Não gosto nada do Jabor, mas uma vez ele disse algo que me pareceu bem observado. Nos Estados Unidos quando alguém está querendo dar um “jeitinho” logo aparece alguém para perguntar: “Quem você pensa que é?”. Isso denota senso de coletividade, ninguém deveria ser mais importante que o grupo. Aqui no Brasil a frase mais usual é dita pelo próprio “esperto” se alguém ousar obstaculizar suas intenções: “Você sabe com quem está falando?”. Ou seja, dane-se a coletividade, o indivíduo acima do todo.
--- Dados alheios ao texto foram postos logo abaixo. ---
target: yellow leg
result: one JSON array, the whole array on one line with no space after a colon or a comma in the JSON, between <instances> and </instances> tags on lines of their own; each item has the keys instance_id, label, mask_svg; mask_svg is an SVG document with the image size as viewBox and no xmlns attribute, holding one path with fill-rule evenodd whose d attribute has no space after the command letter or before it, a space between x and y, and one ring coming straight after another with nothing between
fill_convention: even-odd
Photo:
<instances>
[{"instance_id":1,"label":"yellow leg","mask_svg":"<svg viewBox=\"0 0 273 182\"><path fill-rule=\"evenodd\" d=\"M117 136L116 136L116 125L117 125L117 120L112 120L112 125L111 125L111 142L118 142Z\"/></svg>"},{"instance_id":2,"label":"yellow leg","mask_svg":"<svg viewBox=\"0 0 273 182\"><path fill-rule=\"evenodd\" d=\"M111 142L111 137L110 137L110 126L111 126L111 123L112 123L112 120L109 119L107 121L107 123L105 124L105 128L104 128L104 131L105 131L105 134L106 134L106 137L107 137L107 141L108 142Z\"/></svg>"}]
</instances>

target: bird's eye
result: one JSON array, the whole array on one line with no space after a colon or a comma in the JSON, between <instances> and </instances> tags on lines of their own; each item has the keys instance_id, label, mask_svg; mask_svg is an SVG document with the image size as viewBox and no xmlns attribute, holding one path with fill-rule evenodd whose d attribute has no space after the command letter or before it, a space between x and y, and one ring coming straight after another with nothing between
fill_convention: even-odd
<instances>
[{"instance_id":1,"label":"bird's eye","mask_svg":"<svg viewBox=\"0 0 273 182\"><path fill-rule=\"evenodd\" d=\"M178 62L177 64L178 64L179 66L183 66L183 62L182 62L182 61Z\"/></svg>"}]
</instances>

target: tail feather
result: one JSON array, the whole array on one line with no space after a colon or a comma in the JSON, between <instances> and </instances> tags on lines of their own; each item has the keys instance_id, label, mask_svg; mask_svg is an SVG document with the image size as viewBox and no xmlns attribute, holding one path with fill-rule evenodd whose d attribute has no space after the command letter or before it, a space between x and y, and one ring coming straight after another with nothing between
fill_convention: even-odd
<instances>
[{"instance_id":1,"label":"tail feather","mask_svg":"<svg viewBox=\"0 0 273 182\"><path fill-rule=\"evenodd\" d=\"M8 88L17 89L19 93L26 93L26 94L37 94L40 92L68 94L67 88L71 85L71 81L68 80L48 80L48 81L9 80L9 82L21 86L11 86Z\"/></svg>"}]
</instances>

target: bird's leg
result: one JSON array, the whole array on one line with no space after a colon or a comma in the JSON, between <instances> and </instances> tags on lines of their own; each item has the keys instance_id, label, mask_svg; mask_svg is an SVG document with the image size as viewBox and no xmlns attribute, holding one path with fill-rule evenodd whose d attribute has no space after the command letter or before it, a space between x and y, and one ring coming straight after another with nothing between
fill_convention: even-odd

Um país que tem o desrespeito às regras em seu DNA, e que com uma ponta de orgulho batizou essa característica de “jeitinho brasileiro”. Romanticamente cantado como malandragem, como um jeito criativo de viver.

Este é o país onde se faz o que se pode, quase nunca o que tem de ser feito. É um país em que o código penal privilegia o criminoso, passando-lhe a mão na cabeça com atenuantes tantos que pouca gente cumpre pena. O jornalista Pimenta Neves, assassino confesso, passou até agora apenas seis meses preso. Deve passar mais dois anos e aí, regime semi aberto. A dor da família da vítima, o exemplo para a sociedade? Nada, coitadinho, ele tem o direito de recomeçar, de ter uma segunda chance.

Não adianta ir para a rua bradar por mudança dos políticos. Os políticos somos nós, gente como a gente, espelho desta sociedade corrupta e avessa ao cumprimento de regras. Corrupção também não foi inventada pelo PT, isso é pensar pequeno e com o raciocínio embotado pela ideologia e pelo preconceito, é ser papagaio de revista Veja. O PT não é pior do que qualquer partido. Só que também não é melhor, como sempre pregou.

Mudar o Brasil é mudar a si mesmo. Cada um de nós. É fazer o que é certo, cumprir as regras, respeitar a coletividade, o espaço e o direito do outro. Enquanto cada um não se enxergar parte do problema, não vai ser parte da solução também. O problema é sempre o outro. E segue o bonde, descendo a ladeira.